Memphis enjoys view from summit
Updated: 01/26/08 6:50 AM
The last time Memphis was ranked No. 1 in the country, the giddy feeling lasted a mere six hours.
On Jan. 10, 1983, coach Dana Kirk decided to inform his team, then known as Memphis State, after a game against Virginia Tech that it had ascended to the top spot. But the Hokies, led by sharpshooter Dell Curry, had other plans and knocked off the Tigers by 13 points. But last Monday when the Tigers were voted No. 1 for the first time in 25 years, coach John Calipari didn’t bother concealing the information.
“They were on it,” Calipari said. “They knew what every TV announcer had said. When North Carolina lost and there was Game Day all day that day, no one mentioned us. No one stepped up and said, ‘Well, it looks like Memphis is going to move into that No. 1 spot now.’ It wasn’t that way.”
Now the best team in the country has a sizable chip on its shoulder wider than the Mississippi River and with good reason. The Tigers are 84-8 over the last two-plus seasons, including 18-0 this season heading into today’s nonleague showdown against Gonzaga. If programs like Kansas, UCLA and North Carolina had a .913 winning percentage over a similar span, there would be talk of a dynasty. Such is life for schools outside BCS conferences, even one like Memphis that has a rich tradition.
Although Calipari helped create the resurgence at Memphis, the school hasn’t garnered this much national attention since the Penny Hardaway era in the early ’90s. Calipari returned five starters from last season’s 33-4 group that lost to Ohio State in the Elite Eight and has a roster stacked with NBA prospects, including freshman point guard Derrick Rose, who could be the top pick in the draft come June.

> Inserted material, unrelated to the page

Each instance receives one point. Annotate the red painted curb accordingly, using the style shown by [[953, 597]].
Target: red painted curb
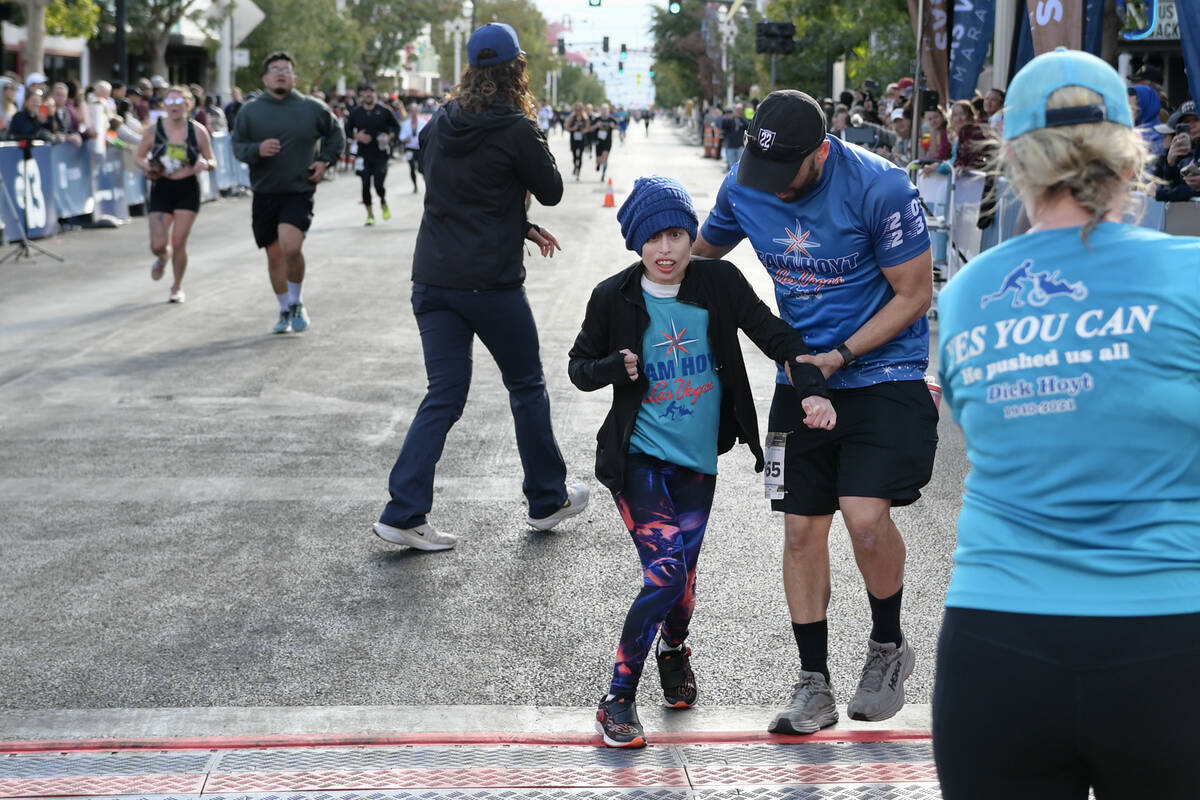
[[430, 739]]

In terms of scheduling, Calipari follows the same blueprint he had while at Massachusetts: Play the most difficult nonconference schedule possible, even if it means taking the show on the road.
“If you want to be the champion, you can’t fight on the undercard,” Calipari said. “You have to take on all comers.”
In the last two years, Memphis has played at Tennessee, Arizona, Gonzaga and this year played USC on a neutral floor and hosted Georgetown. Next month, it hosts Tennessee. “Those scheduled games sprinkled throughout our league, makes our schedule tougher than most,” Calipari said.
And perhaps positions Memphis for an extended stay atop college basketball.